1. Verify at least one video has been uploaded or a summary run completed after the model change.
2. If you recently changed `EMBEDDING_MODEL_NAME`, re-run ingestion so embeddings are recreated with the new dimensions. You can clean existing data with `source setup.sh --clean-data` and then re-run your desired mode.
3. Review the supported embedding models and their dimensions in [microservices/multimodal-embedding-serving/docs/user-guide/supported-models.md](../../../../microservices/multimodal-embedding-serving/docs/user-guide/supported-models.md) before switching models.

### VLM Microservice Model Loading Issues

**Problem**: VLM microservice fails to load or save models with permission errors, or you see errors related to model access in the logs.

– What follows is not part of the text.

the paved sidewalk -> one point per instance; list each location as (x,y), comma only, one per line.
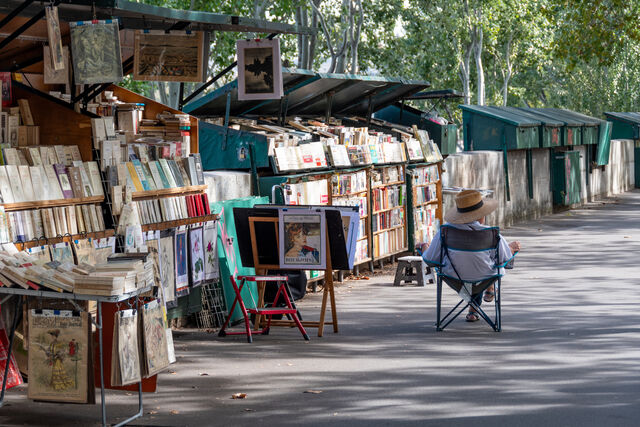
(569,353)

**Cause**: This issue occurs when the `ov-models` Docker volume was created with incorrect ownership (root user) in previous versions of the application. The VLM microservice runs as a non-root user and requires proper permissions to read/write models.

**Symptoms**:

- VLM microservice container fails to start or crashes during model loading
- Permission denied errors in VLM service logs
- Model conversion or caching failures
- Error messages mentioning `/home/appuser/.cache/huggingface` or `/app/ov-model` access issues

**Solution**:

1. Stop the running application:

   ```bash
   source setup.sh --down
   ```

2. Remove the existing `ov-models` (old volume name) and `docker_ov-models` (updated volume name) Docker volume:

   ```bash
   docker volume rm ov-models docker_ov-models
   ```

3. Restart the application (the volume will be recreated with correct permissions):

   ```bash
   # For Video Summarization
   source setup.sh --summary
   
   # Or for Video Search
   source setup.sh --search
   ```

> Note: Removing the `ov-models` or `docker_ov-models` volume will delete any previously cached or converted models. The VLM service will automatically re-download and convert models on the next startup, which may take additional time depending on your internet connection and the model size.

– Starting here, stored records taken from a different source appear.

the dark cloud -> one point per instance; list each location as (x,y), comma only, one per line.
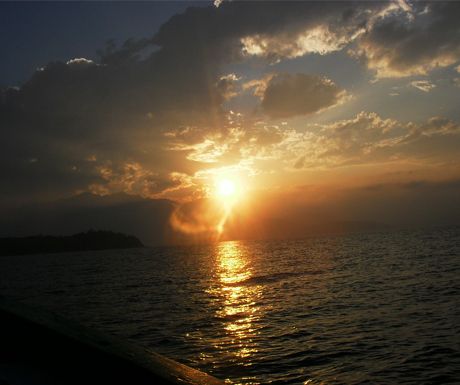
(404,44)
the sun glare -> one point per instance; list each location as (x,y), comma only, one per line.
(226,188)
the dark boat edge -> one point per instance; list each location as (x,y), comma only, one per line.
(37,336)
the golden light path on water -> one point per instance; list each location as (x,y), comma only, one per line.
(237,302)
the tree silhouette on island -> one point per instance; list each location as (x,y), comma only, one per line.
(91,240)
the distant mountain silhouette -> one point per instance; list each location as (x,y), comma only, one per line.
(91,240)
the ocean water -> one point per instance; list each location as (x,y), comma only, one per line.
(377,308)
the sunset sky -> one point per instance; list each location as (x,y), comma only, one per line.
(129,116)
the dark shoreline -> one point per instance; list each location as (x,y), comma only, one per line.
(89,241)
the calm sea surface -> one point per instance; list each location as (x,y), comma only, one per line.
(380,308)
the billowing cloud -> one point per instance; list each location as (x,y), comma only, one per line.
(285,95)
(423,85)
(415,42)
(368,139)
(149,117)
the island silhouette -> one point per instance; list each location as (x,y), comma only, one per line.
(85,241)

**Prevention**: This issue has been fixed in the current version of the VLM microservice Dockerfile. New installations will automatically create the volume with correct permissions.

### VLM Final Summary Hallucination Issues

**Problem**: The final summary generated by the VLM microservice contains hallucinated or inaccurate information that doesn't reflect the actual video content.

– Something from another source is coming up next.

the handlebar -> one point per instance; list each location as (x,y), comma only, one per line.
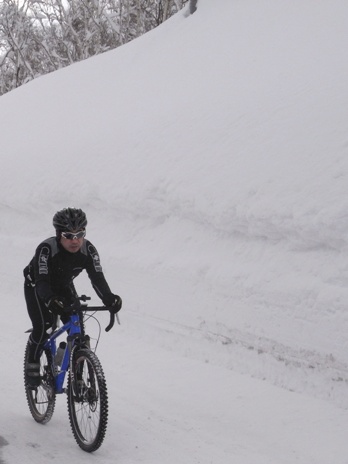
(111,309)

**Cause**: This issue can occur when using smaller VLM models that may not have sufficient capacity to accurately process and summarize complex video content, leading to generation of plausible but incorrect information.

**Symptoms**:

- The final summary contains information not present in the video
- The Summary describes events, objects, or activities that don't actually occur in the video
- Inconsistent or contradictory information in the generated summary
- The Summary quality is poor despite chunk-wise summaries being accurate

**Solution**:
Try using a larger, more capable VLM model by updating the `VLM_MODEL_NAME` environment variable:

1. Stop the running application:

   ```bash
   source setup.sh --down
   ```

2. Set a larger VLM model (e.g., upgrade from 3B to 7B parameters):

   ```bash
   export VLM_MODEL_NAME="Qwen/Qwen2.5-VL-7B-Instruct"
   ```

3. Restart the application:

   ```bash
   source setup.sh --summary
   ```

**Alternative Models to Try**:

- For CPU: `Qwen/Qwen2.5-VL-7B-Instruct` (larger version)
- For GPU: Consider other supported VLM models with higher parameter counts

> Note: Larger models will require more system resources (RAM or VRAM) and may have longer inference times, but typically provide more accurate and coherent summaries.